London gold market sources are now even saying (more on that this month) that the real LBMA bullion bank float in London  is less than 500 tonnes and maybe as low as 200 – 300 tonnes.

Looking at the COMEX data and vaults, COMEX, as always, has very low gold holdings. The 9.2 million ozs number which CME refers to in the above statement (actually 9.245 million ozs) is only 287 tonnes of gold. Of that figure (which refers to Tuesday 31 March), 114 tonnes is in the Registered category, meaning that there are already vault warrants issued against that gold. The other 5.6 million ozs (actually 5.85 million ozs) is ‘Eligible gold’, but eligible just means any gold which happens to be in the approved COMEX vaults that is in the form of 1 kilo bars or 100 oz bars. Essentially, this could be anything. It is gold that is already owned by random entities, which would include mints, refiners, and jewellery companies, so eligible gold may have absolutely nothing to do with COMEX or CME.

From this latest April Fool’s Day statement from the LBMA and COMEX, we can only conclude that the LBMA is terrified that unallocated investors who have claims on LBMA bullion banks will line up to take allocation of gold in London, while the CME is terrified that COMEX futures contract holders will increasingly try to take physical delivery of gold in New York (not just delivery of warrants but actually withdrawing the gold bars out of the COMEX vaults).

London Gold Pool

Rewind to 1968, and the parallels between the modern bullion banking cartel dominating the LBMA and COMEX, and the central bank gold cartel of that era, are striking. Between late 1961 and March 1968, a cartel of central banks from the US and Europe ran a price manipulation scheme in London, aiming to keep the price of gold at $35 per ounce. They did this by constant intervention into the market, pooling their gold reserves to push down the gold price.

Conceived and coordinated at the Bank for International Settlements (BIS) in Switzerland by the G10 central bank governors of that time, the dirty work of actual gold market intervention was done by the Pool’s agent, the Bank of England gold trading desk in London.

The syndicate, known as the London Gold Pool, was successful until it wasn’t, with the beginning of the end in early March 1968 as the huge run on gold became a tidal wave in the presence of sterling and US dollar weakness. On 10 March 1968, a Sunday, the consortium released a statement claiming that: “the London Gold Pool reaffirm their determination to support the pool at a fixed price of $35 per ounce”. At the same time, Fed chairman William McChesney Martin even vowed that the US would defend the Pool “to the last ingot”.

The Pool then continued to airlift hundreds of tonnes of gold bars from the US Treasury’s Fort Knox in Kentucky to RAF Mildenhall, as they had been doing since the previous November which they dumped into the London market for the rest of the week (March 11 -14).
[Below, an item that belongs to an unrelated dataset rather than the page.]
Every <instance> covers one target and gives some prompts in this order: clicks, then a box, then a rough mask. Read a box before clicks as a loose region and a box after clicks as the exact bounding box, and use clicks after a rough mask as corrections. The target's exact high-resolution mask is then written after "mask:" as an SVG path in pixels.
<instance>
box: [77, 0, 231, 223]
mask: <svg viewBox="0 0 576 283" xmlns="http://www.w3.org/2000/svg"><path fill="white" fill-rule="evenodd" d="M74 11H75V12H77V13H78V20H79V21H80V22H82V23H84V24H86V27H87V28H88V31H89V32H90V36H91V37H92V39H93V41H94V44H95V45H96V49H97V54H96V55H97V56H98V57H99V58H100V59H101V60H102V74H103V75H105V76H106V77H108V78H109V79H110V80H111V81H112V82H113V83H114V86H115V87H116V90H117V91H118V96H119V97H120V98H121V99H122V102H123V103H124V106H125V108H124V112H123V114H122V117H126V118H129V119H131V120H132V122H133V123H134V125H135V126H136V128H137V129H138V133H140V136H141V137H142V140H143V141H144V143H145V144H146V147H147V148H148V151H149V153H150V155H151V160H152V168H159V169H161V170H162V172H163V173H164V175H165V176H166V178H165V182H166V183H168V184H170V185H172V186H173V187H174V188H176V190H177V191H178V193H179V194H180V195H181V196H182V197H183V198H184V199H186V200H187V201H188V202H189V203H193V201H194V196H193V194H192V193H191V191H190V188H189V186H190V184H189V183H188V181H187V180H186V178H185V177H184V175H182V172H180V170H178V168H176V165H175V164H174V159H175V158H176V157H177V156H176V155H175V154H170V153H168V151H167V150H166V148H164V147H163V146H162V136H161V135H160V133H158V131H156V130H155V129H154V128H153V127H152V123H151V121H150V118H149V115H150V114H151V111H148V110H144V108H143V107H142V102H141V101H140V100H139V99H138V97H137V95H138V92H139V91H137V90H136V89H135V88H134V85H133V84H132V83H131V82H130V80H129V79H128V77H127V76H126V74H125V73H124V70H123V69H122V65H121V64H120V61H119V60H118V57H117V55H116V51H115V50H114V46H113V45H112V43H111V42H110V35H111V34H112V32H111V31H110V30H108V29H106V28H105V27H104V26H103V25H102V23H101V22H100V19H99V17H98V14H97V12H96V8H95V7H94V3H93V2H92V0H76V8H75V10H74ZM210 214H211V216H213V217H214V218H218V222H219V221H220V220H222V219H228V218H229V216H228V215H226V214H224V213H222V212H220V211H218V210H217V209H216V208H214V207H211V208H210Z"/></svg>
With all the Good Delivery Gold from Fort Knox siphoned off to the market (the buyers of the gold were actually a consortium of European merchant banks), it was left to NM Rothschild to feign surprise and convince the Bank of England and NY fed to pull the plug, and the London Gold Pool collapsed on the evening of 14 March 1968, ushering in an era of free market gold prices.

The moral of that story and the lessons that we can learn are simple – don’t believe the pronouncements of the powers that be in the London and US gold markets, especially during a crisis. In March 1968, during the last days of the London Gold Pool, as the central bank cartel ship began to sink, theystodd steadfast in denials that anything was amiss, brazenly saying that “the London Gold Pool reaffirm their determination to support the pool."

This time around, with their hollow claims about “healthy stocks of gold in London and New York”, and that the “LBMA has offered its support to CME Group”, the names may have changed but the denial strategy remains the same. It therefore seems that while history doesn’t repeat itself, it still often rhymes.